Clinical Trial to Assess Safety and Efficacy of Combination Therapy: Hydroxychloroquine, Pegylated Interferon Alpha-2a and Ribavirin in Chronic Hepatitis C Subjects Non-responders to the Standard of Care Therapy.

Sheba Medical Center

Status and phase

Unknown

Phase 2

Phase 1

Conditions

Chronic Hepatitis C

Treatments

Biological: Hydroxychloroquine (HCQ), Pegylated Interferon Alpha-2a (Peg-IFN alpha-2a) and Ribavirin

Study type

Interventional

Funder types

Other

Identifiers

NCT01272310

SHEBA-10-8033-YM-CTIL

HCQ-001-IL

Details and patient eligibility

About

The study is aimed to investigate the safety, tolerability and efficacy of a fixed dose combination therapy of: Hydroxychloroquine (HCQ), Pegylated Interferon Alpha-2a (PEG-IFN alpha-2a) and Ribavirin (RBV) in Chronic Hepatitis C Genotype 1 Infected adult subjects who failed to respond following a course of PEG-IFN and RBV Therapy.

Full description

This is a phase I/II, open clinical trial to assess the safety, tolerability and preliminary efficacy data of a fixed dose combination therapy of: HCQ, Peg-IFN alpha-2a and RBV in chronic hepatitis C genotype 1 infected subjects who failed to respond following a course of Peg-IFN and RBV Therapy (SoC). The study is a single center trial to be conducted at the Department of Gastroenterology & Hepatology, at Sheba Medical Center, Tel Hashomer, Israel.

Overall, thirty six (36) patients will be recruited. All patients enrolled will have a documented history of chronic HCV disease and being non-responder on earlier Peg-IFN based treatment lasting for at least 12 consecutive weeks prior to study enrolment.

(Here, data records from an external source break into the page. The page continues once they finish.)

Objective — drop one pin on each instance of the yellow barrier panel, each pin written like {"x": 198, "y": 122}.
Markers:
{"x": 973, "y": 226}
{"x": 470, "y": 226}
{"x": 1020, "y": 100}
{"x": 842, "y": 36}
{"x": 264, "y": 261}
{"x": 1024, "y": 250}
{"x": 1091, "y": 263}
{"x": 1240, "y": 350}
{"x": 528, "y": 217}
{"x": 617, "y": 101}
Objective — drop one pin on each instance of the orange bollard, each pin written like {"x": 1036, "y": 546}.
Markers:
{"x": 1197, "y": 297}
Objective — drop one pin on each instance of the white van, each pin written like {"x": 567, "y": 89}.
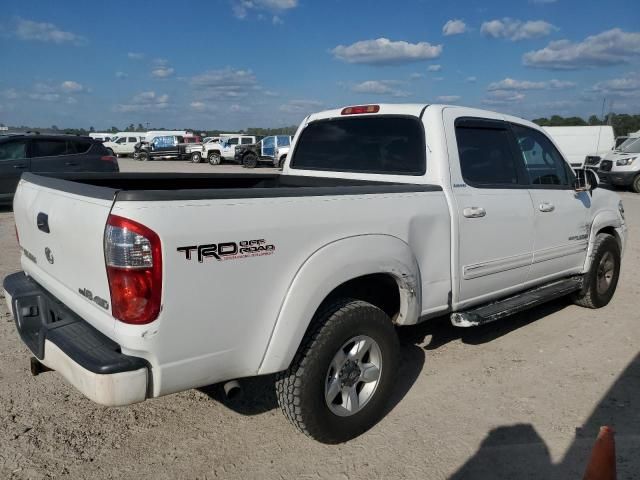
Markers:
{"x": 578, "y": 143}
{"x": 124, "y": 142}
{"x": 103, "y": 137}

The expected duration of patient screening period prior to enrollment into this study is in-between six weeks (42 days) up to 2 days prior to the study enrollment day at visit 2 (verification of compliance with inclusion/exclusion criteria including clinical laboratory results). Eligible patients will be enrolled into the study and will be observed twice on the first week of the study, once a week during the initiation of the treatment period at weeks 2,3 and week 4, later during the treatment period once a month at weeks 8-48 and at two follow up visits post treatment to take place at week 60 and 72 (allowing a time window of ± 5 days for all visits).

Enrollment

36 estimated patients

Sex

All

Ages

18 to 70 years old

Volunteers

No Healthy Volunteers

Inclusion criteria

Males and females between 18 and 70 years old.
Subjects diagnosed to have positive HCV antibodies using a third generation test.
Subject is diagnosed to have detectable HCV RNA by PCR.
Liver biopsy or FibroTest showing a METAVIR score ≥F2 and/or ≥A2.
Subject diagnosed to have compensated liver disease.
Subject is non-responder (null or partial) on prior Peg-IFN and RBV based treatment lasting for at least 12 consecutive weeks.
Treatment not discontinued due to intolerability to Peg-IFN or RBV.
Subjects able to comprehend and give informed consent for participation in this study.
Subject is willing to be treated and commit to all visits.

Exclusion criteria

Anti HCV therapy contraindications.
Subject is identified as a relapser on prior Peg-IFN and RBV based treatment.
Hypersensitivity to one of the three drugs (HCQ, Peg-IFN, RBV).
Patient has Anaemia,neutropenia, thrombocytopenia, elevated bilirubin levels, elevated ALT and/or AST, or elevated creatinin and INR greater than 1.5.
Concomitant liver disease other than hepatitis C: chronic hepatitis B, alcoholic liver disease, autoimmune hepatitis, Wilson's disease, hemochromatosis, alpha-1 antitrypsin deficiency.
Decompensated cirrhosis (Child Pugh >A).
Clinical evidence for hepatocellular carcinoma.
Human immunodeficiency virus co-infection.
Major uncontrolled psychiatric illness. Minor or situational depressions are allowed.
Active elicit drug or alcohol abuse.
Serious co-morbid conditions as: heart failure, significant coronary heart disease, chronic obstructive pulmonary disease, renal insufficiency, poorly controlled diabetes, autoimmune disorders, and malignant diseases in the previous 5 years.
Immunosuppressive treatment including corticosteroids,
Untreated or uncontrolled or thyroid disease.
Solid transplant organ (renal, heart, or lung).
Pregnancy or unwillingness to practice double contraception or abstinence by the subject of childbearing potential or partner.
Subject objects to the study protocol.
Concurrent participation in any other clinical study within 30 days prior to enrollment.